A partire dalla metà del 1990, anche alcuni sostenitori di G. iniziarono ad abbandonarlo; l’ultimo fu il ministro degli Esteri Eduard Ševardnadze nel dicembre del 1990. Poiché G. si ritrovò su posizioni più arretrate rispetto all’avanguardia riformista, dovette contare sugli esponenti dell’ala più dura che aveva posto a capo dell’esercito, del KGB e del complesso militare-industriale. Nella primavera del 1991, affrontò i leader delle repubbliche sempre più risoluti; nel giugno dello stesso anno El’cin vinse le elezioni presidenziali libere e democratiche nella Federazione russa e ottenne la legittimazione pubblica che mancava a G. Il leader sovietico cercò di elaborare il nuovo trattato dell’Unione che trasformava l’URSS in una confederazione di repubbliche sovrane. Tuttavia, alla vigilia della firma del trattato, partì per una vacanza in Crimea. Il 19 agosto, i membri dell’ala più dura del suo governo ne approfittarono per attuare un colpo di mano mettendo G. davanti al fatto compiuto. Posto agli arresti domiciliari nella sua dacia di campagna, G. di fatto perse il potere. Allo stesso tempo, il suo rivale El’cin, dopo aver inscenato una resistenza contro i golpisti su tutte le televisioni mondiali, venne considerato come il vero leader della “nuova rivoluzione russa”. G. perse il potere istituzionale; El’cin mise fuorilegge il partito comunista, indebolì il KGB e assunse il controllo delle forze armate ormai demoralizzate. La Russia dichiarò l’“indipendenza” dall’impero sovietico e anche le repubbliche, una dopo l’altra, votarono per l’indipendenza. L’8 dicembre 1991, El’cin e i leader della Bielorussia e dell’Ucraina firmarono un accordo per sciogliere l’URSS creando al suo posto la Comunità di Stati indipendenti. G., fedele ai suoi principi di non violenza, non cercò mai di fermare la disintegrazione dello Stato sovietico con la forza, né in quel momento aveva il potere per farlo. Il 25 dicembre egli fu sfrattato dal suo ufficio nel Cremlino dal trionfante El’cin.

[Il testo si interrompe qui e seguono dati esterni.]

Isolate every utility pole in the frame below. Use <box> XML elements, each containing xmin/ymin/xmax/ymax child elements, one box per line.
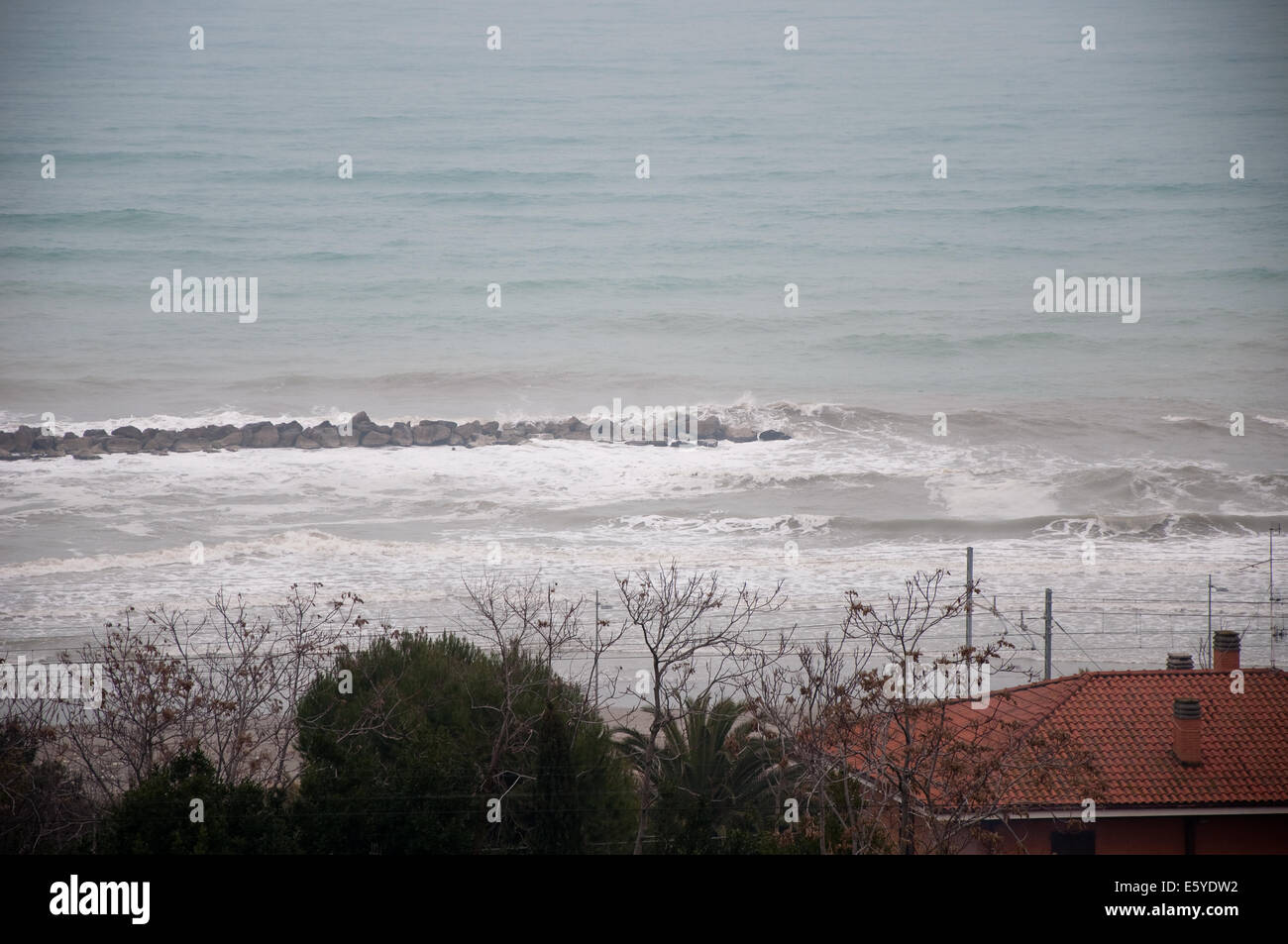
<box><xmin>1269</xmin><ymin>524</ymin><xmax>1283</xmax><ymax>669</ymax></box>
<box><xmin>1208</xmin><ymin>575</ymin><xmax>1212</xmax><ymax>652</ymax></box>
<box><xmin>1043</xmin><ymin>587</ymin><xmax>1051</xmax><ymax>680</ymax></box>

Molti osservatori sottolineano che le riforme di G. furono troppo moderate, troppo inconsistenti e troppo tardive. Le forze centrifughe nell’economia, nello Stato e nella società sovietici erano troppo potenti per essere fermate e controllate. Allo stesso tempo, la personalità di G., l’idealismo messianico e altero, l’ottimismo moralistico, l’indecisione e i rinvii contribuirono probabilmente al suo fallimento come ultimo statista sovietico. Alcune delle decisioni prese e di quelle non prese da G. continuano ad avere ripercussioni nelle relazioni tra la Russia e l’Europa, quali ad esempio il Trattato sulla riduzione delle forze armate convenzionali (CFE), il fallimento nell’evitare il crollo dell’autorità in Cecenia e la mancata negoziazione dei limiti sul dispiegamento di forze della NATO nell’Europa centrale e orientale. Inoltre la catastrofe economica e sociale causata dalle riforme fallite e mal concepite di G., e ingigantite dal governo di El’cin, scatenò nella Russia del primo decennio del XXI secolo una violenta reazione antiliberale e antidemocratica.